What I am here to say is to track those darn deductions! If you’re salaried, it is hard to get your deductions to a level beyond the standard deduction. If filing with kids, however, I know there are additional ones you can take, and this 25-year-old unmarried fellow is not the person to consult.

In terms of deductions, I personally have found it helpful to see examples in the past, so I’ll use them myself! As a writer, here are a few things I deduct if purchased that year:

  1. Anything you use to write: laptop, tablet, even a cell phone!

  2. Writing software: Microsoft Office Suite, Scrivener, etc

  3. Books! After all, I have to study up and research to write, don’t I?

  4. A part of my mortgage/rent expenses if I write from home, and any office space should you use that.

  5. My accountant’s fee (a good reason to use one if you’re considering it)

  6. Going out to eat with writing friends

  7. Trips abroad, writing retreats, and anything you can tie to your writing

    • An extra personal example is that I expense my yearly trip to Lebanon, where I set parts of my book, as that is ‘research’

  8. Miscellaneous things tied to my writing

    • Arabic lessons to stay sharp for my Arab characters

    • Gas mileage if traveling to do writing events

    • Stationary

You get the point, right? I can expense A BUNCH of things. It’s the silver lining to being a freelancer.

Now, onto the final part of this discussion, the spicy stuff…

How I Pay Less in Taxes

Them: “George, how dare you pay less in taxes?”

Me: “How dare you overpay?”

Now, if you’re trying to save as much during this process as me, there are three tips I have for you. These are tricks the pros use and are completely legal. I’d never advocate breaking the law, however, what I’m going to propose is going to keep more money in your bank account.

  1. Donate: there is a tax deduction for donating money to qualified charitable donations. Most organizations fall under this category so, if you donate already or are planning on it, definitely consider paying some of your income forward. I donate to a few and nothing feels better!

  2. Retirement Accounts: I mentioned it in my last post, do not miss out on this opportunity!

    This is my #1 recommendation and what I take the most advantage of. In fact, most of the money from my book deal (besides all the money I squirreled away for taxes) went into a retirement account.

    If you read my last post, you’ll know all about non-taxable accounts. The ones I recommend are 401ks, IRAs, and HSAs. For freelancers, I recommend a Roth IRA and a self-employed 401k, which let you throw in around $6k and $20k per year, respectively, of non-taxable funds. Funds you do NOT need to pay taxes on.
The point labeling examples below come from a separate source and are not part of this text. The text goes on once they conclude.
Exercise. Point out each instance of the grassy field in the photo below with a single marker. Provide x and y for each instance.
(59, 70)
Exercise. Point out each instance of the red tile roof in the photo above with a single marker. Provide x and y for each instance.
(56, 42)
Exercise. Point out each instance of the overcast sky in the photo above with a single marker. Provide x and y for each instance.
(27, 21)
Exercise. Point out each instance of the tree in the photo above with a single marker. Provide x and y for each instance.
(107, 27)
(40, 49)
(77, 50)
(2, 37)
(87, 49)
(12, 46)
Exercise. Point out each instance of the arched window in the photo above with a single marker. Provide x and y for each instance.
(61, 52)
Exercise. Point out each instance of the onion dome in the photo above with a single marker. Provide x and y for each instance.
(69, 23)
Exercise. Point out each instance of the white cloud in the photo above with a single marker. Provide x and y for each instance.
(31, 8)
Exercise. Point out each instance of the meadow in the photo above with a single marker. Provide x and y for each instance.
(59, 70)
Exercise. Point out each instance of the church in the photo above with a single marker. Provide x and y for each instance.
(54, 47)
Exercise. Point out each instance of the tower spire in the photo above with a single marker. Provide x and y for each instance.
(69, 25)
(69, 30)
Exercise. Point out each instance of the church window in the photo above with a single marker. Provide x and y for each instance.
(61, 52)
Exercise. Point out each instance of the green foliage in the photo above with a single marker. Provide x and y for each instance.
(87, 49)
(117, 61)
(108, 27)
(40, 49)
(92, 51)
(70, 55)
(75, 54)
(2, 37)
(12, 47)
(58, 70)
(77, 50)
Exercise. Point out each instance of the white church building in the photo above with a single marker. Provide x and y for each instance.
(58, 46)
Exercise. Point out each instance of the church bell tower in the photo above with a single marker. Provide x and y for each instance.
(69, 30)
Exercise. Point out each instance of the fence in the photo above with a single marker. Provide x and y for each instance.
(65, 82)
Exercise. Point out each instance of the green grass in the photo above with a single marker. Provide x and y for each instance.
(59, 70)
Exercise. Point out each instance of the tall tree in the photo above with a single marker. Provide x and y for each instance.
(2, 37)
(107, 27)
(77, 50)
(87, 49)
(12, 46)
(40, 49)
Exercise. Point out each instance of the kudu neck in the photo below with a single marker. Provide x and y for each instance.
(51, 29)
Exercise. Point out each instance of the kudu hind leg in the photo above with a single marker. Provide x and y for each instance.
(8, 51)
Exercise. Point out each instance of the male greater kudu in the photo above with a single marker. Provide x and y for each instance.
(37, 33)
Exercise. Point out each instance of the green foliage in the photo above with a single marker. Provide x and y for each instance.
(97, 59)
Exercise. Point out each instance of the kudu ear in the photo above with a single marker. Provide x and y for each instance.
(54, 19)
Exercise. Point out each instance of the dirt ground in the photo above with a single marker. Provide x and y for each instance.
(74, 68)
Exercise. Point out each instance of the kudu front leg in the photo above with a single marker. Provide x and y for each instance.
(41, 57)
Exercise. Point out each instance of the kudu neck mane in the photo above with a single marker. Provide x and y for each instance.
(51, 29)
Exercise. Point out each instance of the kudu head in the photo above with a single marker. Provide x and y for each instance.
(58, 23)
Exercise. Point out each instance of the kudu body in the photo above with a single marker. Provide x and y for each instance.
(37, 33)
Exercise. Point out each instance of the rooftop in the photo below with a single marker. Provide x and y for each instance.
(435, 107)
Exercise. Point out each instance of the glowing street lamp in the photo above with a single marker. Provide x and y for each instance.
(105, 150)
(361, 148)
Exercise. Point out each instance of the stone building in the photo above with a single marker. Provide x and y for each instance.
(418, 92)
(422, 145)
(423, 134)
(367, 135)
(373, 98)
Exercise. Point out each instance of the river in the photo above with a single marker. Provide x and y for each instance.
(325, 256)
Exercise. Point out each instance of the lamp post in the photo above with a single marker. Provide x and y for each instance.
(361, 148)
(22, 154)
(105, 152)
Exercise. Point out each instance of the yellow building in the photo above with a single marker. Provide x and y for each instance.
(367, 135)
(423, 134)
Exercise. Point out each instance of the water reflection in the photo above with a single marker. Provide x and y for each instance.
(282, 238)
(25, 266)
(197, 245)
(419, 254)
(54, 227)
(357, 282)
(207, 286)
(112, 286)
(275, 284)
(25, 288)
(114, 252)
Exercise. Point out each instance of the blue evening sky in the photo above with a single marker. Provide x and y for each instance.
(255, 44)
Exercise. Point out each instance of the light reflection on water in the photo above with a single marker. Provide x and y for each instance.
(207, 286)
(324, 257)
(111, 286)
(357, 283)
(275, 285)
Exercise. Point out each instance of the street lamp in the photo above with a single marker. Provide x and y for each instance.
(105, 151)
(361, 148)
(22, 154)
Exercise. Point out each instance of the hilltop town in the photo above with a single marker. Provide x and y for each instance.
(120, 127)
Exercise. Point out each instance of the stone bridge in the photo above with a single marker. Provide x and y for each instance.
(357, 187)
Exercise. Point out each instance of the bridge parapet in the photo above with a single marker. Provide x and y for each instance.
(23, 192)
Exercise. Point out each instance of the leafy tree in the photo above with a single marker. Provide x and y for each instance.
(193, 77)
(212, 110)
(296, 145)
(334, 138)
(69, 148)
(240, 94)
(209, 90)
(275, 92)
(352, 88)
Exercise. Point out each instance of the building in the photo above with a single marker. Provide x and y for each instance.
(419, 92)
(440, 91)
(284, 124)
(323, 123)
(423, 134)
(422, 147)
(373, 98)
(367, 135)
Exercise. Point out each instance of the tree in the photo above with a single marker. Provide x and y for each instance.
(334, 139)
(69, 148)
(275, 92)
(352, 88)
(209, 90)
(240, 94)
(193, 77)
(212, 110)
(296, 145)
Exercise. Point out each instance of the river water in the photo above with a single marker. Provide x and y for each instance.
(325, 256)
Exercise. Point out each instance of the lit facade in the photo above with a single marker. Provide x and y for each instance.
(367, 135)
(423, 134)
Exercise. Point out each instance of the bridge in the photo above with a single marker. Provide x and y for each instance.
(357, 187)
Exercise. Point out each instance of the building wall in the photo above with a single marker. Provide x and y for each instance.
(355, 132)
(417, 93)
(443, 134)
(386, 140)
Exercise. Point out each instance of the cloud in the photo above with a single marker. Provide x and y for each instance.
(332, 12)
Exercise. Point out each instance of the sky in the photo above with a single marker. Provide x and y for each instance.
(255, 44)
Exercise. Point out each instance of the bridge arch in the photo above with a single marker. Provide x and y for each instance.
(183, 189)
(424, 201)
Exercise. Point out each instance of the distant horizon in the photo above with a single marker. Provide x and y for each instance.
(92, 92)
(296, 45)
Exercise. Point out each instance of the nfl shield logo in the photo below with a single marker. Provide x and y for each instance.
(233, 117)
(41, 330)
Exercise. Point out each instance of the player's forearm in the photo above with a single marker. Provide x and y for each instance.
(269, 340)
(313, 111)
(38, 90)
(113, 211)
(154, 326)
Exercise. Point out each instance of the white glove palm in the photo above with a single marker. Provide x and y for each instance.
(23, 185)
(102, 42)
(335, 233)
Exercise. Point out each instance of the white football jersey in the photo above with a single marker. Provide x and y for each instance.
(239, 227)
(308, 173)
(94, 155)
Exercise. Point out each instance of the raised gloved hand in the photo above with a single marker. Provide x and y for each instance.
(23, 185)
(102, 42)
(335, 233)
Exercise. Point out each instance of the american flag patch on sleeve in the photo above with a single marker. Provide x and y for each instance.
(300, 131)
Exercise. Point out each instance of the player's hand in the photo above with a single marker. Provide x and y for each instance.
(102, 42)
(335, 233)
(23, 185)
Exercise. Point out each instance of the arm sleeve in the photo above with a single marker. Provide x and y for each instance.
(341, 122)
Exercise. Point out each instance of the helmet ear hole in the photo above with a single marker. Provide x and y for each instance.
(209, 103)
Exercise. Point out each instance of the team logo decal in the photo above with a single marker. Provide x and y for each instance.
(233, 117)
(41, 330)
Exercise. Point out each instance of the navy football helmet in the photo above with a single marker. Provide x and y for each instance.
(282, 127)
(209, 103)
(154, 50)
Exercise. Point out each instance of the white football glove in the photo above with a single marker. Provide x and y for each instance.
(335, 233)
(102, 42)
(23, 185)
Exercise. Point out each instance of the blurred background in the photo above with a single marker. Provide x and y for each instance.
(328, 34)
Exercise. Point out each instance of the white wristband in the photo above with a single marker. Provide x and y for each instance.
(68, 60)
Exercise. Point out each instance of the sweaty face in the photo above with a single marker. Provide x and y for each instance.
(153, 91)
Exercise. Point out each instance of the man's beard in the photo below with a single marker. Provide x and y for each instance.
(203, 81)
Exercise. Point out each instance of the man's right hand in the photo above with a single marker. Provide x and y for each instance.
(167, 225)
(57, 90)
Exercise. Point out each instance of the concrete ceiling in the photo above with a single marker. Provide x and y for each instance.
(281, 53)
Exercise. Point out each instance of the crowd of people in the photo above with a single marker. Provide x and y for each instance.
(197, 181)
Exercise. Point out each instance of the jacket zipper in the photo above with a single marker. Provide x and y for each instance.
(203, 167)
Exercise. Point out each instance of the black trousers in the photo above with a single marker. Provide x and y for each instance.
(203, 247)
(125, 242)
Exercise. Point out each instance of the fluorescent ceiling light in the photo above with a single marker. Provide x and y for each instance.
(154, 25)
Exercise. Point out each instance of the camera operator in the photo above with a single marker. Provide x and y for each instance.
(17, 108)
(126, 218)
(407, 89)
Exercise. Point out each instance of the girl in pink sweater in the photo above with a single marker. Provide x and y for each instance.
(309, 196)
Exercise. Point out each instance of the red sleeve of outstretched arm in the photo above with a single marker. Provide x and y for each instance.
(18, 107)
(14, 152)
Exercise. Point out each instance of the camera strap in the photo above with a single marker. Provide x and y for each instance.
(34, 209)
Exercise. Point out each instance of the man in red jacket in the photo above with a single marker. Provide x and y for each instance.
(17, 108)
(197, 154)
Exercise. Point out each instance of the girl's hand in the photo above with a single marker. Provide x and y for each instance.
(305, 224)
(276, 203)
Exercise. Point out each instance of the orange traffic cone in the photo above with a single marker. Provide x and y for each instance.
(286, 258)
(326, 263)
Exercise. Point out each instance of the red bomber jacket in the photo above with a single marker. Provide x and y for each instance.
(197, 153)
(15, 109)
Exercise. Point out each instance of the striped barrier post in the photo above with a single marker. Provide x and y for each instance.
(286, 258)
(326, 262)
  3. Find a low-tax or tax-free state: this is the only trick I don’t yet currently use, though I may in the future. In the United States, there are some states that charge very high-income taxes (such as California) and some that charge none at all (like Tennessee). And there’s a whole spectrum of states in between.

    My recommendation: check out either South Dakota, Florida, or Texas if you can live in one of these states. They all do not tax income, effectively saving you around 5% of what you earn each year. Maybe it’s not worth doing so for 5%, but say you get commissioned for a project that pays $100,000…well, $5,000 is a decent sum of money!

There you have it, friends! We’ve reached the end of my three-part series and I’ve probably answered some of your questions, but will likely have left you with more questions than when you started (and that is OKAY).

Thanks for sticking around for it all, it means the world!